Though she officially retired June 12, former Fairmont Senior High School teacher Linda Morgan said her real retirement started on the first day of the school year.
"It's been 30 years since I've not been in school on the first day. I may go back to school later on to finish my doctorate, but for right now I'm doing what I want to do each day," she said.
Morgan is one of a growing number of state teachers who have recently met the age and years of teaching required to consider retirement. Classroom teachers can retire once they reach the age of 55 and have 30 or more years experience.
Unlike many of her peers who opt to continue to teach past their eligibility, Morgan retired as soon as she qualified for full benefits.
"Ten years ago I didn't think I would be ready to retire at this age, because I've always been in school, either teaching or learning. But I've decided I want to try something else," she said.
West Virginia, like most states around the nation, will be facing an increased number of teachers eligible for retirement in the next few years as the "baby boomers" approach age 60.

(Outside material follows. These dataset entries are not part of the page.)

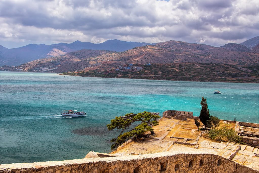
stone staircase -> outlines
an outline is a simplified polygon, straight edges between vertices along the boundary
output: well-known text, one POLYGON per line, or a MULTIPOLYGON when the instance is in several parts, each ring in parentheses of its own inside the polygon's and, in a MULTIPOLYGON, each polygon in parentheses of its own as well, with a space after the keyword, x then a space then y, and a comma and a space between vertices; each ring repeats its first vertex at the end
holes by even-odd
POLYGON ((247 145, 241 144, 236 142, 228 142, 226 144, 227 145, 226 148, 228 149, 234 146, 239 146, 240 150, 238 151, 239 153, 242 154, 253 156, 256 155, 259 155, 259 149, 257 147, 254 147, 248 146, 247 145))

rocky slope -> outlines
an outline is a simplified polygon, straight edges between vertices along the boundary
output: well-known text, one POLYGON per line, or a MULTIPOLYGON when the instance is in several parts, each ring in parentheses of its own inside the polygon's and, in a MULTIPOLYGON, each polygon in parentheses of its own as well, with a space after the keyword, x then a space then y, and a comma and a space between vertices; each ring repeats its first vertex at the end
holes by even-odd
POLYGON ((240 43, 240 44, 245 46, 250 50, 253 49, 258 44, 259 44, 259 36, 254 37, 240 43))
POLYGON ((112 68, 131 63, 189 62, 249 65, 259 63, 259 53, 235 43, 216 47, 172 40, 153 45, 136 47, 122 52, 83 49, 33 61, 16 68, 23 71, 38 71, 39 69, 49 66, 48 71, 62 72, 84 69, 87 70, 90 65, 96 66, 101 64, 112 68), (55 69, 51 70, 50 68, 55 69))
POLYGON ((61 43, 46 45, 31 44, 20 48, 8 49, 0 46, 0 66, 4 65, 17 65, 31 61, 49 57, 83 49, 125 51, 135 47, 155 43, 126 42, 118 40, 107 40, 95 44, 77 41, 70 44, 61 43))
POLYGON ((251 51, 254 53, 259 53, 259 44, 254 47, 251 51))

Of the state's 25,000 teachers, nearly 7,000 are currently eligible for retirement or will reach eligibility by 2005.
Obtaining qualified classroom teachers has yet to be a problem in North Central West Virginia, but border counties are already facing shortages, according to John Hough, executive assistant to the superintendent of the state Department of Education.
"Right now we're facing a situation where it's geographical, with certain areas struggling to fill the demand. But within the next few years, we expect to face a critical shortage," Hough said.
Some rural counties are also struggling to recruit or retain teachers who are certified in certain disciplines, such as physics, higher math and foreign language.
Jeff Moss, superintendent of Doddridge County Schools, said the county only had one retirement this year, and that position was filled by someone in the system, but he expects it will become harder and harder to compete for new teachers because of salaries.
"It's hard to draw teachers to rural counties when they can make much more money in the surrounding states. We have a good school system here, and we're going to have to do a better job of marketing it to let people know what we have to offer," Moss said.
Barbour County had four retirements this year, up from the usual two or three, according to John Hager, superintendent. He said he also expects to face a teacher shortage in the next few years.
"I'm hoping that a lot more students who are entering college will consider entering the teaching profession, because they'll be needed in the field in the future," Hager said.
One teacher also retired from Lewis County, and this is the first year the county had to hire an educator from the substitute teacher list, according to Gabe Devono, assistant superintendent.
"We've not had any problems so far because we have lost some enrollment, but we expect to need more teachers in the next few years," he said.
In Harrison County, 18 teachers retired this summer, up from 13 during the last school year. Some positions remained unfilled because of loss of enrollment, but most positions were filled by teacher transfers or substitute teachers, according to Dr. Carl Friebel, superintendent.
Friebel said the state has somewhat of a handicap because of its lower pay scale compared to surrounding states, but it also suffers from having to deal with a complicated hiring process.
"Other states like Ohio can come here to a job fair, do recruiting and offer a new graduate a contract on the spot.
"When we go out to recruit, we have to tell them to come in for an interview, find out what positions have not been filled by transfers, take their name to the board, and maybe then we can employ them. The process itself can be somewhat of a problem," he said.
Hough said the state Department of Education is aware of problems with salary inequities, the hiring process and the out-migration of graduates, and said the department is looking into ways to solve those problems.
With other states offering sign-on bonuses, help with moving expenses and higher salaries, Hough said the department is looking at what West Virginia must do to compete.
"We're looking at incentive programs, student loan forgiveness and tuition reimbursement for teachers who want to pursue their master's degrees, especially in the areas like the Eastern panhandle that have a higher demand," he said.
The state department is also looking to institutions of higher learning to offer programs to further train and certify teachers to fill those positions left open by future retirees.
"We're looking at distance learning or compressed (weekend) courses to help teachers who might have been laid off to obtain certification needed in a higher demand area. It's retraining like any other part of the workforce," he said.
There are a number of issues that legislators need to look into to make sure that classrooms continue to be staffed by qualified teachers, and the department is working on a package to present to the Legislature in hopes that those issues will be addressed.
"The Legislature will have to make some hard decisions so that five years from now we don't have classrooms with just warm bodies in them. We don't want that for the children of West Virginia. That's what education is all about," he said.